Testing was required as the proposed development was located within the constraint for ecclesiastical remains. The monument was marked ^Labbypatrick (Site of)’ on the recent OS Rural Place Map and ^Labbypatrick’ on the 1903 edition of the 6-inch OS sheet. It was not marked on the first edition of the OS 6-inch sheet dating to 1834. The Archaeological Survey of County Donegal (Lacy 1983) referred to a 17th-century text, ^Triadus Thaumaturgae’, in which (locally born scholar) John Colgan described the site as the ^Penitential bed of Saint Patrick surrounded by polished stones’. According to the Megalithic Survey of County Donegal (Cody 2002), the stones which formed the bed were lately removed. The site was included in the Megalithic Survey as a site for which there was insufficient evidence to warrant its acceptance as a megalithic tomb, having been referred to as such by The Shell Guide (Killanin and Duignan 1962, 1967) and by The Heritage of Inishowen (Colhoun 1949). The feature would have been located just outside the south-south-east site boundary according to the OS Rural Place Map. There were no archaeological features visible within the proposed development site.
The extant building on the site consisted of a disused dwelling, which appeared to be of 19th/early 20th-century date. Immediately north of the dwelling was an associated outhouse. To the east of the dwelling was a driveway and overgrown lawn. According to a local person, a depression at the location known as ^Labbypatrick’ was filled in by the landowners in the 1940s. Another local heard stories of a large rock being removed from the spot to cover a drain a short distance away. The location of the feature is currently within a vegetable garden.
The testing consisted of the excavation (by machine) of two trenches located to best cover the accessible areas of the site; i.e. to the north-east, east and south of the extant dwelling.
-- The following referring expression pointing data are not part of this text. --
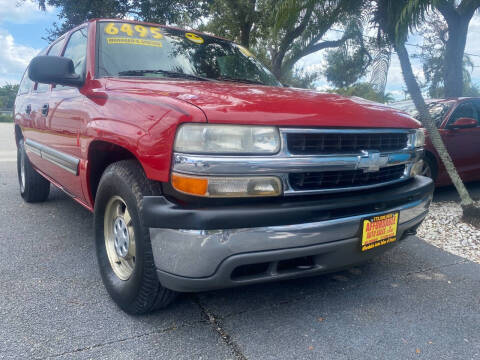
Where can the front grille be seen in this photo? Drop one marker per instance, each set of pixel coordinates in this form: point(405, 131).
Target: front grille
point(334, 143)
point(344, 179)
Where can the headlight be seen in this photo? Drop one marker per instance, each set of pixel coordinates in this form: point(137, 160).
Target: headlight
point(210, 186)
point(227, 139)
point(420, 137)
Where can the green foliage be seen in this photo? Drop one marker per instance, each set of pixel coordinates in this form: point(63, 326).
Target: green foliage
point(365, 91)
point(345, 68)
point(6, 118)
point(281, 32)
point(433, 53)
point(7, 96)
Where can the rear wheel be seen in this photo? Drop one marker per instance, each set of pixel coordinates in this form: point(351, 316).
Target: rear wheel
point(33, 186)
point(123, 245)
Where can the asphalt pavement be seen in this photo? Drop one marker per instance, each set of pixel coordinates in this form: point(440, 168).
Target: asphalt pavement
point(414, 302)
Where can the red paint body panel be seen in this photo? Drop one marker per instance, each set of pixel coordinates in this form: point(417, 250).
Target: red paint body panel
point(142, 117)
point(226, 102)
point(463, 146)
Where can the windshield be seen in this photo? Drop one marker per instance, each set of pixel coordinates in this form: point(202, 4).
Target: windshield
point(129, 49)
point(437, 110)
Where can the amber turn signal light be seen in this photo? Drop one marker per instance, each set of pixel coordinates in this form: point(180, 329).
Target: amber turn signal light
point(247, 186)
point(190, 185)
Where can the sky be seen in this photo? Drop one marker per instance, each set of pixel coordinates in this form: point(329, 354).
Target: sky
point(22, 29)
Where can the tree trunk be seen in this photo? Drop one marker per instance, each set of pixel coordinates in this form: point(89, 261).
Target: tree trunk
point(245, 35)
point(429, 124)
point(454, 52)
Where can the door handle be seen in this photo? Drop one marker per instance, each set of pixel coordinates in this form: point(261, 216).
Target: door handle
point(45, 108)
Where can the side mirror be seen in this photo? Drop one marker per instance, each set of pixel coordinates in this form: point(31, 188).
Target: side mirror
point(56, 70)
point(463, 123)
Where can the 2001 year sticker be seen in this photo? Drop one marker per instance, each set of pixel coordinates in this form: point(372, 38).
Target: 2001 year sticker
point(194, 38)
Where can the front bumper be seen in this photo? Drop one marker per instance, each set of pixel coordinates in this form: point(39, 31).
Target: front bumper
point(193, 251)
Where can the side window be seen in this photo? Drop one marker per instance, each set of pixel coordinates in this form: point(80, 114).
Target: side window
point(477, 108)
point(76, 50)
point(466, 109)
point(55, 50)
point(26, 84)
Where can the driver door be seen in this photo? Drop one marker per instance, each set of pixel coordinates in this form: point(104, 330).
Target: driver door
point(464, 144)
point(67, 118)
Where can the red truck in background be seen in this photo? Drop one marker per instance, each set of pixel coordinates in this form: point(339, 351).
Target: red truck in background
point(458, 121)
point(202, 170)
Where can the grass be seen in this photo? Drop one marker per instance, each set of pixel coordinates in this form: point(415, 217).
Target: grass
point(6, 118)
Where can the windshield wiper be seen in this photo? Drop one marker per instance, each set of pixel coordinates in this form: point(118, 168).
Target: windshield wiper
point(172, 74)
point(247, 81)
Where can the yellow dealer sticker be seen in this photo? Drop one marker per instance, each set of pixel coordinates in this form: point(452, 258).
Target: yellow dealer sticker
point(133, 41)
point(245, 51)
point(379, 230)
point(194, 38)
point(129, 30)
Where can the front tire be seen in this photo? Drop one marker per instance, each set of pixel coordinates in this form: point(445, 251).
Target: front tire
point(33, 186)
point(122, 241)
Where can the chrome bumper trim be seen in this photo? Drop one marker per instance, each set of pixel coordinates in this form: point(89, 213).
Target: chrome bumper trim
point(272, 165)
point(284, 163)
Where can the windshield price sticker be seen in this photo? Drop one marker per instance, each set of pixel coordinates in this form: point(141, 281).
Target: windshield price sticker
point(245, 51)
point(126, 29)
point(134, 41)
point(379, 230)
point(194, 38)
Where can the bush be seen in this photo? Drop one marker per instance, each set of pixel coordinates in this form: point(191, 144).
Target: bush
point(6, 118)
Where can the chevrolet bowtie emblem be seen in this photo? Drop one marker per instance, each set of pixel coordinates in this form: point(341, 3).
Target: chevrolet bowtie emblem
point(371, 161)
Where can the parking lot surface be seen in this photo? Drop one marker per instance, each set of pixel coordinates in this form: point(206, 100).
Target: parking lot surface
point(414, 302)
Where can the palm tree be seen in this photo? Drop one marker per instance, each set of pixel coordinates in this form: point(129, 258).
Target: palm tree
point(457, 15)
point(393, 26)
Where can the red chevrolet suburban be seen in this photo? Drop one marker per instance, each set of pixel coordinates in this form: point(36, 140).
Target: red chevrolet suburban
point(202, 170)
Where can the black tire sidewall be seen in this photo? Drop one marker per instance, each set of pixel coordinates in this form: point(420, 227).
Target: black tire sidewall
point(124, 292)
point(432, 165)
point(20, 154)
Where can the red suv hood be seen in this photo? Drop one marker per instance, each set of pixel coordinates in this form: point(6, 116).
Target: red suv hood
point(224, 102)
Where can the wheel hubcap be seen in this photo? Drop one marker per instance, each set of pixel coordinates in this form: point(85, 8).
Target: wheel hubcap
point(119, 238)
point(122, 238)
point(426, 171)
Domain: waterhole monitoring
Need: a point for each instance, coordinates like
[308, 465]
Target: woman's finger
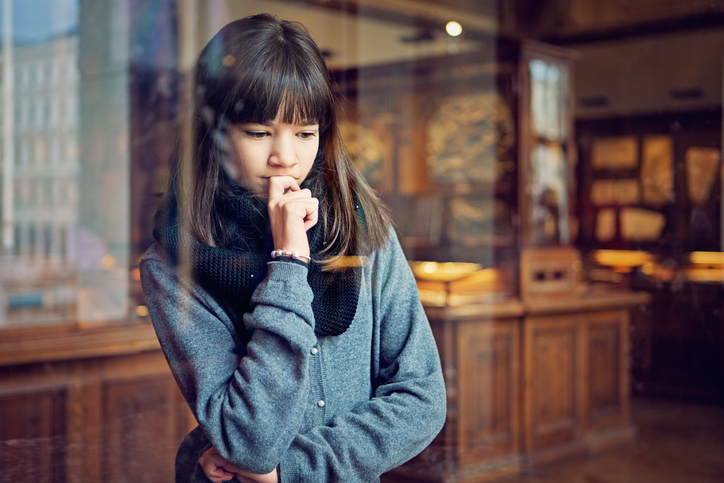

The trenches measured 43.5m and 25.8m long, 0.75–1.05m wide and 0.35–1m deep. Below the pea-gravel (of the existing driveway around the dwelling) and topsoil was fill and orange/brown loose sand and gravel (natural subsoil). The fill and the topsoil contained modern artefacts associated with the disused dwelling on the site. A ceramic sewer pipe crossed both trenches. Nothing of archaeological significance was revealed.